A report by TDCJ’s Office of the Inspector General listed just one suspect in Grant’s beat-down: former guard Abayomi Ipoola. He resigned the following month, in October 2023. Three other guards—Oluwatosin Olorunfemi, Albert Kwarteng and Wilner Paul—also resigned. TDCJ suspended another seven guards: Kevin Calip, Javonte Tramble, Zandrick Morrow, Chelsea Williams, Miraida Pena, Chris High and Todd Fritz.

Lance Lowry, past president of the local chapter of the American Federation of State and County Municipal Employees, the union representing guards, noted that 430 or 60% of guard positions at the prison were vacant at the time, an “explosive formula” that he said guaranteed “you’re gonna see more use of force.”

“The number of people who are willing to work in a brutal environment where there is just unbelievable heat every single day, where you’re understaffed, overworked and underpaid? Who wants to do that?” agreed state Rep.

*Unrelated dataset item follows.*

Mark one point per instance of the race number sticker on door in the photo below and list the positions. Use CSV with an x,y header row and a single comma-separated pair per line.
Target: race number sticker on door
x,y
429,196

Gene Wu (D-Houston), whose proposal to install air conditioning throughout TDCJ was gutted by the chamber’s Republican majority.

Loretta Grant, the mother of the now-comatose assault victim, said her son “used to run away a lot” when he was young, and “when he joined that gang of Bloods and whatnot, he just went crazy.” But for the guards who attacked him, she “would really like to see these criminals, you know, get punished.”

“You know, they’re walking around,” she added. “Whether they work or not, they [are] still walking around, probably getting a paycheck, and my son ended up in the hospital damn near dead.”